Thursday, February 15, 2018

Ed Vebell's Nuremberg Sketches

Westport illustrator Ed Vebell died last week at age 96. One of his most remarkable experiences was sketching at the 'War Criminals Trials' in Nuremberg in 1945.
Field Marshall Goering by Ed Vebell, 1945
His job was to record the proceedings of the trial and document the key players. From his position in the press gallery, he could see the defendants, starting with Hermann Göring

"Göring still seemed to be in charge," Vebell remembers. "He gave the feeling he was still running the show. He had his uniform on, but he had lost a lot of weight." He looked sunken in, reminding Vebell of a collapsed parachute. 

Vebell’s Nuremberg portraits of Nazis
Rudolf Hess (top) and Wilhelm Keitel. 
Vebell sketched with a fountain pen, which allows no second thoughts or corrections.

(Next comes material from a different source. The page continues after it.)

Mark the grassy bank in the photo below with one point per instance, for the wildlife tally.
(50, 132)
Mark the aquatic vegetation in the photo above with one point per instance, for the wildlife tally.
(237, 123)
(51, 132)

Since he didn't have any water, he achieved gray tones by using his spit to dissolve the water-soluble ink.

In his written notes, he described their demeanor, with its mixture of a rigid military bearing and a sense of hollowness.

He sketched while looking through a pair of binoculars because he was a little too far to get a clear portrait likeness. 

He pressed the binoculars against his glasses, holding them in position, and then flipped his eyes up and down to switch from the view to the sketch pad. 


In this 2013 interview, he recalls the experience. At 9:00 in the video, there's some archival footage of a Russian artist who also documented the trials, with a more caricatured approach.